The second day had few surprises, but nevertheless it kept the spectator involved. The batsmen were prepared to not play at balls outside off stump. The bowlers realised wickets were not easy to get and were prepared to toil according to their fields.
That said, had Virender Sehwag not got out early - and it needed an almost freakish direct hit - we could have been in for a completely different day. Gambhir, however, put that mix-up behind him and focused on the testing conditions. He might have been given out lbw off the first ball of the day had Kyle Mills not over-stepped. Gambhir was rarely caught on the crease by a swinging ball after that. He was beaten at times when he stepped out and he was slow in the first half of his innings. However he stuck at it and finished with a strike-rate of over 50 after scoring only 11 runs off his first 40 balls.
Dravid displayed immaculate judgment about the location of his off stump and showed that while his kind of batting might be becoming rarer by the day, it is still very important for his team. Dravid left seven out of his first eight balls, two of them close to off and another that moved in, getting close to the line whenever he did so. His second instinct was to take singles, the short boundaries and the fast outfield could wait. Between them Gambhir and Dravid took 33 singles and wore the bowlers down.
When the pitch became easier for batting in the second session, and just when the second-wicket partnership seemed like putting it beyond New Zealand, the bowlers reaped rewards for disciplined bowling. Gambhir got out to a delivery that moved away from round the stumps. Dravid was allowed only two runs off his last 15 balls.
New Zealand utilised their limited resources excellently and did not allow India to run away with the game. If they could be faulted it was for being a touch on the shorter side, especially when the ball lost its hardness. Their other blip was the two difficult chances they failed to take either side of the tea break.
One of the beneficiaries, Sachin Tendulkar, made them pay. He was not his fluent self at the start but was not beaten often either; it was just that New Zealand made it hard for him to score. But Tendulkar waited, taking 11 balls to get off the mark, and once he was settled he played lovely shots. The straight drive off Vettori, the flick off Kyle Mills, and the backfoot punch off Chris Martin to bring up his fifty were his best.
Tendulkar's real test came against Jesse Ryder, who provided New Zealand with imagination when they were running short of ideas. Ryder gave nothing away, got the ball to move a bit, and almost had Tendulkar lbw but for an inside edge.

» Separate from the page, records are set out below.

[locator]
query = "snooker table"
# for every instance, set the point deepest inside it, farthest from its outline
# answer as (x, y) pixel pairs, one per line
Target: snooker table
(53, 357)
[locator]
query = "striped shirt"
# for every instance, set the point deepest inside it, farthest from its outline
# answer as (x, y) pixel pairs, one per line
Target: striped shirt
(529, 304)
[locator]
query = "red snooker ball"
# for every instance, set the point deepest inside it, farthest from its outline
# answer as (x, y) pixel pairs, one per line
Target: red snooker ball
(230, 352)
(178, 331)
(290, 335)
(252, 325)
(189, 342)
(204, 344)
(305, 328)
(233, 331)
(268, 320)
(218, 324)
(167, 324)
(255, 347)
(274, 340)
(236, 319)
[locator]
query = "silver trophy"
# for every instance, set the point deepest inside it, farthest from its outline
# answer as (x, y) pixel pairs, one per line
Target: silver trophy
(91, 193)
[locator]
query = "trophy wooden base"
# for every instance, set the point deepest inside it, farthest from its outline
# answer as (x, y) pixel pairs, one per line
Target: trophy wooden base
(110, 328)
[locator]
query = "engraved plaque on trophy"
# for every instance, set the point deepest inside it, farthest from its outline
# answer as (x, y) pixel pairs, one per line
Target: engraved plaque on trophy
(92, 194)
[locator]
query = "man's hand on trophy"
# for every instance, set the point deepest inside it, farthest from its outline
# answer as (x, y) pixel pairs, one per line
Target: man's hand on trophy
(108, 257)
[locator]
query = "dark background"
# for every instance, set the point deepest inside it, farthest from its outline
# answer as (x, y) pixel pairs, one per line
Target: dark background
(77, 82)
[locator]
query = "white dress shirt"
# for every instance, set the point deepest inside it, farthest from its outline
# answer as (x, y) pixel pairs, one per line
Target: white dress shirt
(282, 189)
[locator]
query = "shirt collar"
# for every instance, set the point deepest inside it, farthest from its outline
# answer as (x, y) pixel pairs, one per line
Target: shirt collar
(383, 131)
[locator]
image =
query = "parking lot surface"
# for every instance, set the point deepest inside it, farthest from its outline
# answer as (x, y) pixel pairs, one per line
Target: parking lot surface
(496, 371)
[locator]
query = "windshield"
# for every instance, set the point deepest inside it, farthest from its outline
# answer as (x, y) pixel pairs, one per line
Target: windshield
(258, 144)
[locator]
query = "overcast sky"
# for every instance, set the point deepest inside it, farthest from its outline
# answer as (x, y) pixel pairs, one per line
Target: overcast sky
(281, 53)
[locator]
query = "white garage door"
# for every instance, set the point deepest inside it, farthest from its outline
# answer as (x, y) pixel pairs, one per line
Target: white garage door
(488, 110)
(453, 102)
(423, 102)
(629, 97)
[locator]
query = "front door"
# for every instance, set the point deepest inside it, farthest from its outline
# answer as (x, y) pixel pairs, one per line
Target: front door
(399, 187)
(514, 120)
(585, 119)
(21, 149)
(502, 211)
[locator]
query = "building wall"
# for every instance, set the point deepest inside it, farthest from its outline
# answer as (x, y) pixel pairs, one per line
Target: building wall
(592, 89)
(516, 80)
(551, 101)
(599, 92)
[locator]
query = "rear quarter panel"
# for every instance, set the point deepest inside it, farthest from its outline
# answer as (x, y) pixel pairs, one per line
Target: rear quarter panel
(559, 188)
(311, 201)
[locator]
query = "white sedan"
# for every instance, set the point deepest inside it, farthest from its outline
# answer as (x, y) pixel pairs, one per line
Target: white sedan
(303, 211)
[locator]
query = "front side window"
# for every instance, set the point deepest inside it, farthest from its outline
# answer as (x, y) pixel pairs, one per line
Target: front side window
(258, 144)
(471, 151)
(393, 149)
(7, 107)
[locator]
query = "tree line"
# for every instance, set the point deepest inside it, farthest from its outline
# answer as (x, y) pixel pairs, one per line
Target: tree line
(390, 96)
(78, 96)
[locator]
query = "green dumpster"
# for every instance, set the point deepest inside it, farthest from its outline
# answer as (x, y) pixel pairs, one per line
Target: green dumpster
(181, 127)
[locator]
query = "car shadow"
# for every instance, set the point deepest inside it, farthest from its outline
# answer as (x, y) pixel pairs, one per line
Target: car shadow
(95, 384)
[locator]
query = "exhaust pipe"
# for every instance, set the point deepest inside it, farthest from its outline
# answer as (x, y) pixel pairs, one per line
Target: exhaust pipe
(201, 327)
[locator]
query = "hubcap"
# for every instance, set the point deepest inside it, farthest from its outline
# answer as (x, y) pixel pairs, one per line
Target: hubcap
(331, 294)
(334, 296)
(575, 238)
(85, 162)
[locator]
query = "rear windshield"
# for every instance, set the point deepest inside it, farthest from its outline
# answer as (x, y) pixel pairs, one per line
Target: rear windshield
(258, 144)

Tendulkar survived that period, and after Laxman fell in the first over with the second new ball, he stepped up a gear. He hit the new ball six times to the boundary, scoring 30 off 29, and provided India with the decisive edge, which was expected at the start of the day. In achieving that goal though, a new - in terms of this series - route had to be taken. New Zealand made India work hard for runs, India showed they were prepared to do so.